The whole gun confiscation initiative is starting to sound like the Covid exercise. The totalitarian no compromise approach used during. COVID is certainly what the shrill harridans of the Montreal hoplophobe movement desire. The Ottawa technocrats will then come up with processes to be carried out by “minimum wage plus a bit” currently unemployed youth (which I believe Nova Scotia/Cape Breton) has an ample supply of). They will be provided with black clothing and impressive IDs and badges but if course no self defence tools.
What I remember of the Covid exercise was cowardly civil servants setting up rules and procedures to be enforced by store clerks and restaurant waitresses hiding behind plexiglas because they were spit on and threatened. I dread the thought of gun seizures implemented by unemployed youth and desperate family people and wonder how many of these will have to die before the libs run out of hands to wring and crocodile tears to shed and go back to waiting until the last gun owner dies.

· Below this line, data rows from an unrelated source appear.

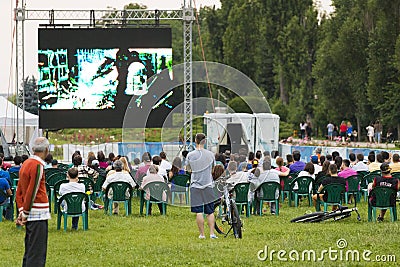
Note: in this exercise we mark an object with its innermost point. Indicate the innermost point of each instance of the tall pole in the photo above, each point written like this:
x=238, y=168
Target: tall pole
x=19, y=72
x=188, y=17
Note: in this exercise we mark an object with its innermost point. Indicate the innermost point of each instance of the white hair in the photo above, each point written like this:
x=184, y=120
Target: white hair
x=40, y=144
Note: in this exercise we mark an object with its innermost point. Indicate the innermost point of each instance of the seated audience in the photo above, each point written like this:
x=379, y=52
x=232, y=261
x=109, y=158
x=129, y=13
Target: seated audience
x=298, y=165
x=165, y=164
x=72, y=187
x=267, y=175
x=176, y=168
x=48, y=160
x=372, y=164
x=102, y=159
x=54, y=163
x=385, y=180
x=332, y=178
x=345, y=170
x=153, y=176
x=317, y=167
x=235, y=176
x=395, y=166
x=17, y=164
x=118, y=176
x=360, y=165
x=84, y=170
x=4, y=165
x=5, y=174
x=6, y=188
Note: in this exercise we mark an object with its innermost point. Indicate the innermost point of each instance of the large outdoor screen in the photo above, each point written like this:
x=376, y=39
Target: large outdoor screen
x=87, y=77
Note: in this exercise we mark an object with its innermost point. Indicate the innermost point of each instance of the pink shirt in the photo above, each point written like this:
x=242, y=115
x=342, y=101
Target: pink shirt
x=347, y=173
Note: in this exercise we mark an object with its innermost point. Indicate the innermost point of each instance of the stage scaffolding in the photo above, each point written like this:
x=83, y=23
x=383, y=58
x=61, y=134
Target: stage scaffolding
x=112, y=18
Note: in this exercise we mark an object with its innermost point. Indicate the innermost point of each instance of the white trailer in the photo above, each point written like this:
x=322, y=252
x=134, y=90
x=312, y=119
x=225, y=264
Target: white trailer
x=260, y=131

And there is no way that Canadian police, who seem generally to have high moral values, signed up for seizing people’s property and leaving them at the mercy of the many criminals and drug addicts who will prey on them even more than they do now.
Impressive guest.
A few weeks ago I referred to the study showing that 63% of violent crime is committed by 1 % of the population and I tracked it down. Here is the link:
https://pmc.ncbi.nlm.nih.gov/articles/PMC3969807/
And here is the key passage:
About one quarter of all those who were ever convicted of a violent crime (i.e., the offender group), corresponding to the most persistently violent 1 % of the study population, were responsible for a total of 63 % of all violent crime convictions in the country, while almost three quarters of all violent offenders, corresponding to 2.9 % of the population, were convicted only once or twice during the study period. This is in line with previous research that shows a small group of criminally active young adult men to be responsible for a large part of all violent crimes [3, 4, 33] and the high impact of a very small group of especially violent individuals indicated by the high reconviction rates among former prison detainees [8]. The numbers (and relative proportions) of violent convictions that theoretically could be prevented if individuals were stopped from committing further crimes at specific stages of relapsing into violence may be used to plan preventive strategies against violent crime (Table 2). If all violent crime careers could come to a stop after a third conviction (which would require interventions directed at 1 % of the total population), more than 50 % of all convictions for violent crime in the total population would be prevented.
That last sentence is a great argument for "three (violent) strikes and you're out". I am a big "incentives matter" guy but incentives obviously do NOT matter to the 1% who are "bad seeds" and will never change. The only answer is to get those dudes off the street FOREVER.